Only StackRox identifies misconfigurations across images, containers, clusters, Kubernetes, and network policies, preventing the accidental exposures that put your systems at risk.
Leverage pre-configured policies
StackRox delivers out-of-the-box policies that identify configuration violations related to network exposures, privileged containers, processes running as root, and compliance with industry standards.

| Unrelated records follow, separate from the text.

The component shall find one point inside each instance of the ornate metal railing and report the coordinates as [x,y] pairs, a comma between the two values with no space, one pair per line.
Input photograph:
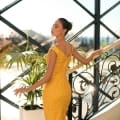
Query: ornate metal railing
[84,89]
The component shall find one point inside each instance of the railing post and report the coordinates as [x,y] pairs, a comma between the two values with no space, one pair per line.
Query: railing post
[97,46]
[70,106]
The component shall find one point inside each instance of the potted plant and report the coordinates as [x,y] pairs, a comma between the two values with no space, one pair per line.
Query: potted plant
[35,65]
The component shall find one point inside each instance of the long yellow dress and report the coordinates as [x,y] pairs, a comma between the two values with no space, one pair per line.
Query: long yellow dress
[57,91]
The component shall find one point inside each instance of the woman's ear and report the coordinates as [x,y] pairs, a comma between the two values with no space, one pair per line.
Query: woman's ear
[65,30]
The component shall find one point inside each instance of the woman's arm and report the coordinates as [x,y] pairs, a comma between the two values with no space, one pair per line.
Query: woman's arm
[51,63]
[87,59]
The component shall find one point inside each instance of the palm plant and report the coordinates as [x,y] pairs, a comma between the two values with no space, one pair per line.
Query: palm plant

Prevent image misconfigurations
Along with scanning images for vulnerabilities, it’s essential to also look for misconfigurations. The StackRox Kubernetes Security Platform assesses image configurations against industry best practices and CIS benchmarks to decrease your security risk before containers are deployed and running. Use StackRox to fail builds that violate best practices or your internal policies.
Detect container misconfigurations
Identify and remediate misconfigurations such as inappropriate access to secrets, heightened privileges, unnecessary Linux capabilities, and excessive network exposure. Beyond identifying these security risks, StackRox also pinpoints configurations that violate DevOps best practices, such as failing to set resource constraints.
Audit and secure Kubernetes RBAC
StackRox analyzes Kubernetes Role-Based Access Control (RBAC) settings to understand user and service account privileges and applies this context to determine misconfigurations and inform risk assessment.
Control access to Kubernetes secrets
StackRox tracks Kubernetes secrets and which deployments use them, enabling you to proactively limit unnecessary access and misuse.
Identify and correct network misconfigurations
The default setup in Kubernetes is to support open communications among all assets. The StackRox platform identifies which communication paths are not needed to support an application and generates updated policies that remove those permissions.
A big problem that StackRox solves for us is understanding how everything’s configured. Kubernetes is a beast, with lots of moving parts, and StackRox shows us where we need to tighten things up.